Federer’s retirement tugged at the desperate need for positive masculinity in today’s society. Men, especially young men, face a barrage of toxic masculinity at work, in school, and most recently, online. I struggle to name a male TV character from my childhood, even one, whose strength—and often, implied worth—rested in emotional intelligence or sensitivity. The boundaries of traditional masculinity prohibit displays like Federer and Nadal’s embrace. But misogyny, emotional detachment, and physical violence? Just open Tiktok and wait. Today’s algorithms privilege the Andrew Tates over the Roger Federers.
Unfortunately, sports perpetuate this masculinity crisis. I played tennis competitively for almost 10 years growing up, and never questioned why throwing my racquet or screaming obscenities was tolerated over crying. If you cried, you were invariably a “pussy.” On-court outbursts, smashed racquets, even self-inflicted violence rarely elicited more than an eye roll. In a sport so characterized by emotion, full of highs and lows, loneliness and elation, suffering and solace, why do we accept so few displays of masculinity?

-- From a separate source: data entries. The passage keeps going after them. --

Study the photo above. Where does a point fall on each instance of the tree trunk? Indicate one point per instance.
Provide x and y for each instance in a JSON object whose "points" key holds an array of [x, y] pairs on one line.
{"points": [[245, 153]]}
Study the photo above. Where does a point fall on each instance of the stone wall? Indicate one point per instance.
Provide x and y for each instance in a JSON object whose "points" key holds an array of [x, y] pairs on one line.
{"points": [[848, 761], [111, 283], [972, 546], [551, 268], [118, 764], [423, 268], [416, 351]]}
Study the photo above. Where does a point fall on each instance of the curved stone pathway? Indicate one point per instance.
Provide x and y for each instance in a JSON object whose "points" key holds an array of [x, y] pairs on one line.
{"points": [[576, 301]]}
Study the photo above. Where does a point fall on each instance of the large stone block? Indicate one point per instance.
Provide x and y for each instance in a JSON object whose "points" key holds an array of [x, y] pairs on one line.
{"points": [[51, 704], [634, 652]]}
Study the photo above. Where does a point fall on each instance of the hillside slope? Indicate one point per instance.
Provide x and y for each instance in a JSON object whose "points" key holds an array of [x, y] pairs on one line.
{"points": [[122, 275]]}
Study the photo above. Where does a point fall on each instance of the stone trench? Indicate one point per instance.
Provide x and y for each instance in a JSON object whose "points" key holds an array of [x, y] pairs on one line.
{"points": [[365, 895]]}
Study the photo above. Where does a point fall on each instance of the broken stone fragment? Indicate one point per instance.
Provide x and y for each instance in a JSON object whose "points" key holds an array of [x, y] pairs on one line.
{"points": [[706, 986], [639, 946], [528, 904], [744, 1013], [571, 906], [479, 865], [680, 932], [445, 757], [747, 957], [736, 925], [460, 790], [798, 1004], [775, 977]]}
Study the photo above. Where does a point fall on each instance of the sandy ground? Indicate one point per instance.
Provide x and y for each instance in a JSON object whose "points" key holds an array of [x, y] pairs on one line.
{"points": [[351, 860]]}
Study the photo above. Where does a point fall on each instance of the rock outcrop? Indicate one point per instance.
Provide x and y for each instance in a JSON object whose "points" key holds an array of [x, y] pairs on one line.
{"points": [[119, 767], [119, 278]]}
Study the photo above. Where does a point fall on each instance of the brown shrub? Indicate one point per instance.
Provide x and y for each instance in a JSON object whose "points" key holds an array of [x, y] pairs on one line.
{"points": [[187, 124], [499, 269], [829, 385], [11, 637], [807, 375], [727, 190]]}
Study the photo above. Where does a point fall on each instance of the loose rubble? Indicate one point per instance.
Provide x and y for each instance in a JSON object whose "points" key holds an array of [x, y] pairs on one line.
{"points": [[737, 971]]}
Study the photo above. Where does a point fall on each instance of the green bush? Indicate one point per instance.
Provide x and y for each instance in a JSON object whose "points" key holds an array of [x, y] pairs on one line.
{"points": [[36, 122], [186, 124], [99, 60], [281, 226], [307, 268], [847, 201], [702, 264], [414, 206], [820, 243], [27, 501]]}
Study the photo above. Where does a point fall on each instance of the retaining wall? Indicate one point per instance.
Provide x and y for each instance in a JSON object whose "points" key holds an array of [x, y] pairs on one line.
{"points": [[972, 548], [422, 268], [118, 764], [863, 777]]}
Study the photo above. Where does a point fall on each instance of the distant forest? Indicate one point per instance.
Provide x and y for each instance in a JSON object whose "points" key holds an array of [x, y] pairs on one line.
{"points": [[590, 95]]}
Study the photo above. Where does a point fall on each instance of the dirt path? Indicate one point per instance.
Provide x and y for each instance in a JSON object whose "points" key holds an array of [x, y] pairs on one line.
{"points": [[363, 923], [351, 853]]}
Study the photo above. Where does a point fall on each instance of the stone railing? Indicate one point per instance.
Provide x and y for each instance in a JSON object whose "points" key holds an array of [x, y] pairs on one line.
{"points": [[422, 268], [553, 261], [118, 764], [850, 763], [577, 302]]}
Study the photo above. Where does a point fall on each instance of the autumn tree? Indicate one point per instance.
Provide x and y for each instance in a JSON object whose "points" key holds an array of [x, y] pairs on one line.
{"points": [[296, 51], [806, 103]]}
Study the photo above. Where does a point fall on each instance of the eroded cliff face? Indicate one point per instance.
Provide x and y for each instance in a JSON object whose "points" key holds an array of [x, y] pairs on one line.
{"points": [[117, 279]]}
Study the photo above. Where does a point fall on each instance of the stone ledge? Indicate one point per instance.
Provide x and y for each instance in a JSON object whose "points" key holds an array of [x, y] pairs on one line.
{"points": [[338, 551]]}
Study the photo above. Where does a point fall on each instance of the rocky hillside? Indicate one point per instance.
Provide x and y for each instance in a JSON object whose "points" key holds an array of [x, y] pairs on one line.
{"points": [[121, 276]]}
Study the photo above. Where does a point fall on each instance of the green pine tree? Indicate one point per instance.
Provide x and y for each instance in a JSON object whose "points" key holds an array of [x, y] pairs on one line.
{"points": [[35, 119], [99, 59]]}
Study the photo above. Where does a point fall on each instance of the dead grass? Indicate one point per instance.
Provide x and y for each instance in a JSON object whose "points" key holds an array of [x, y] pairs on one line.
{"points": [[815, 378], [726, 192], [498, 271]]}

Here, the professional circuit bears a responsibility; the starkness of Federer’s vulnerability also serves as a grim reminder of the state of masculinity on the ATP Tour. Rage is an implicitly accepted language, spoken through on-court outbursts that often precede physical violence. Nick Kyrgios, the popular No. 21-ranked Australian, violently broke two racquets at the 2022 US Open after losing to Russia’s Karen Khachanov. The Guardian, writing about the incident, described Kyrgios as “fiery”. Not unprofessional or violent—just fiery. Two rounds early against Benjamin Bonzi, he attacked his player’s box from the court, shouting, “Go home if you’re not going to fucking support me.” His “firey” brand of masculinity works. Kyrgios is now the star of Netflix’s new tennis docu-series, Break Point. Violence, rage, and past abuse allegations (assault charge against Nick Kyrgios was dismissed February 3, 2023, after he pleaded guilty to pushing ex-girlfriend Chiara Passari) notwithstanding, he remains one of the most popular figures in professional tennis.

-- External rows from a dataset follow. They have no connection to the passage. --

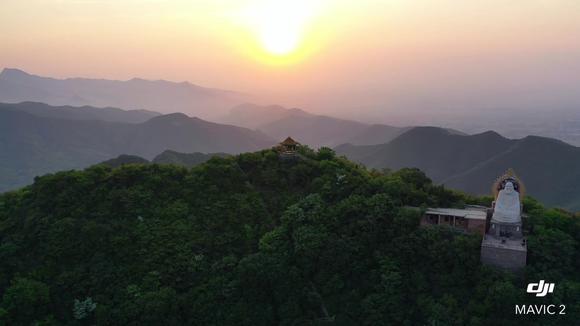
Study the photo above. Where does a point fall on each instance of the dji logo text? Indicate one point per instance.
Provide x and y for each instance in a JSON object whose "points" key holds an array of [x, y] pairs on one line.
{"points": [[541, 289]]}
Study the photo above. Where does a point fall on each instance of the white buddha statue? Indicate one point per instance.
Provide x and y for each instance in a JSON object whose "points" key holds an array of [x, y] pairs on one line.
{"points": [[507, 206]]}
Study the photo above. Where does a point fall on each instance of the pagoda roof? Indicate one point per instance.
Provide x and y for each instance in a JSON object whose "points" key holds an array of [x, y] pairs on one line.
{"points": [[289, 141]]}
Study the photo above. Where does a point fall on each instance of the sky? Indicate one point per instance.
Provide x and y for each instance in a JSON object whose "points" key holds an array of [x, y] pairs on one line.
{"points": [[364, 59]]}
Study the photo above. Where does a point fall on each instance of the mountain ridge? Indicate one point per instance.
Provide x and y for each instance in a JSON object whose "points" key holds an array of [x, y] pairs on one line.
{"points": [[472, 162], [159, 95]]}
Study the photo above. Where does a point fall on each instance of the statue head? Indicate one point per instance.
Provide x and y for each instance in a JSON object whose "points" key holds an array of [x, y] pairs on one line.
{"points": [[509, 187]]}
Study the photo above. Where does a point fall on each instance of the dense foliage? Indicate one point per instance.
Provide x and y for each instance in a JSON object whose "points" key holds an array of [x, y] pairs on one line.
{"points": [[258, 240]]}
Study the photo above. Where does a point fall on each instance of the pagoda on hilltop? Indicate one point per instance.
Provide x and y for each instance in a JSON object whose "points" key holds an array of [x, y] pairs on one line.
{"points": [[288, 149], [503, 244]]}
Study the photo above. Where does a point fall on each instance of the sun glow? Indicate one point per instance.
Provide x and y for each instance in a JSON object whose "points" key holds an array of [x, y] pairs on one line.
{"points": [[280, 27]]}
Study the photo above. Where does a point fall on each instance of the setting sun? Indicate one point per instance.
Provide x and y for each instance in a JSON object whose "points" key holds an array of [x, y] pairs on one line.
{"points": [[280, 26]]}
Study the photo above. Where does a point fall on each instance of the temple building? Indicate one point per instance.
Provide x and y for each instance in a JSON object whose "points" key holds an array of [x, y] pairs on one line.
{"points": [[503, 244], [288, 148], [472, 218]]}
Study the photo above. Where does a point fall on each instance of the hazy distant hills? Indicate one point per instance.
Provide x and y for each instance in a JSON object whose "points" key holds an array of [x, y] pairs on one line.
{"points": [[314, 130], [159, 95], [32, 143], [81, 113], [167, 157], [549, 168]]}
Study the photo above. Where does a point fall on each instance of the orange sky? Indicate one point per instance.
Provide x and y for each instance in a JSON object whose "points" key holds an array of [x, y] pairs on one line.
{"points": [[367, 55]]}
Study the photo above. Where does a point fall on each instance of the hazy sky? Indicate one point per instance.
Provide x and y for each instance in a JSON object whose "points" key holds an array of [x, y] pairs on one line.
{"points": [[360, 58]]}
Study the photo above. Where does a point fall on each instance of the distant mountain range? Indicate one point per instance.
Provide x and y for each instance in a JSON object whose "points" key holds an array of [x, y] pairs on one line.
{"points": [[314, 130], [81, 113], [159, 95], [550, 168], [34, 142]]}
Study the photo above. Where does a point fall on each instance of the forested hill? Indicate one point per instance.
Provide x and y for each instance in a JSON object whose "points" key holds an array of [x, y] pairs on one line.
{"points": [[256, 240]]}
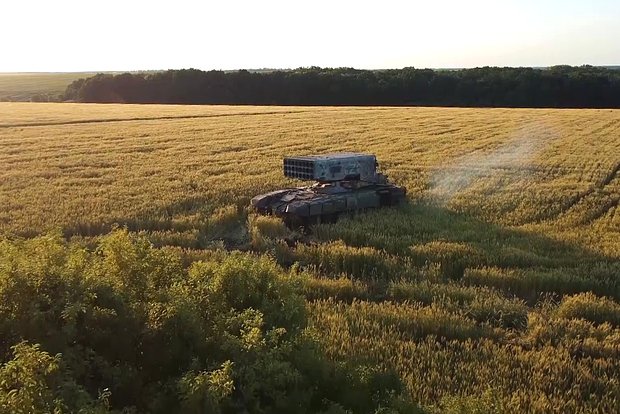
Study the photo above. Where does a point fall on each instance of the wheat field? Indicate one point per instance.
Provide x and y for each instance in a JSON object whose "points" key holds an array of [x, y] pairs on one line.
{"points": [[497, 285]]}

Commentators, often women, have voiced concern about such on-court violence. After Jenson Brooksby threw his racket at last year’s Miami Open, inadvertently crashing into the feet of a nearby ball boy, former players like Caroline Wozniacki and American legend John McEnroe called for more accountability. Similar voices criticized Alexander Zverev’s violent battering of the umpire’s chair at last year’s Mexican Open.

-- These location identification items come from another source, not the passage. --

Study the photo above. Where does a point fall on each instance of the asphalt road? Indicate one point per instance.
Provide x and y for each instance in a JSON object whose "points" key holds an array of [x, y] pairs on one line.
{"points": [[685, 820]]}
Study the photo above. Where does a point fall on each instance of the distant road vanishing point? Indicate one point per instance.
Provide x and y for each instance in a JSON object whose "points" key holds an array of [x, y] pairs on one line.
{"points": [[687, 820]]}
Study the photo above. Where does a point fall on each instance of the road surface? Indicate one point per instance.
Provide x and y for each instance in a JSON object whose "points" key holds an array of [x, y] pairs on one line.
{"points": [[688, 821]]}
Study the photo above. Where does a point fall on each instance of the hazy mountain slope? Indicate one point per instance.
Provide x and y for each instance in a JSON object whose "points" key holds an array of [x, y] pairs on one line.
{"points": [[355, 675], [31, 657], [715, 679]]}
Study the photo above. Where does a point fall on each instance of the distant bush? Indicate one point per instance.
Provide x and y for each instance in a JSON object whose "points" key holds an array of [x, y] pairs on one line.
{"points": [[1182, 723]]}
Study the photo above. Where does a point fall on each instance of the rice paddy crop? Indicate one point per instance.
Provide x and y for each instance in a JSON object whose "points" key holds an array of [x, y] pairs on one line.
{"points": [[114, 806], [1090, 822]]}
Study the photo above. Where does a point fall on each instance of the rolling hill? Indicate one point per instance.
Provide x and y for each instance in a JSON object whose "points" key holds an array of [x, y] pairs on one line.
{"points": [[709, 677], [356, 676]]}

But why do we only speak up when on-court violence inadvertently impacts a fan or court attendant? The silence endorsement, even media romanticization, of smashing racquets, cursing umpires, and screaming at fans is a signal to young boys watching at home: as long as your violence is self-inflicted, it remains an acceptable way to express yourself—on and off-court.
Masculinity is in crisis. Boys today desperately need examples of manhood removed from traditional archetypes of violence, aggression, and social domination. We need role models who show can strength in vulnerability, men who understand the importance of physical affection and deep, emotional friendship. We need men like Roger Federer.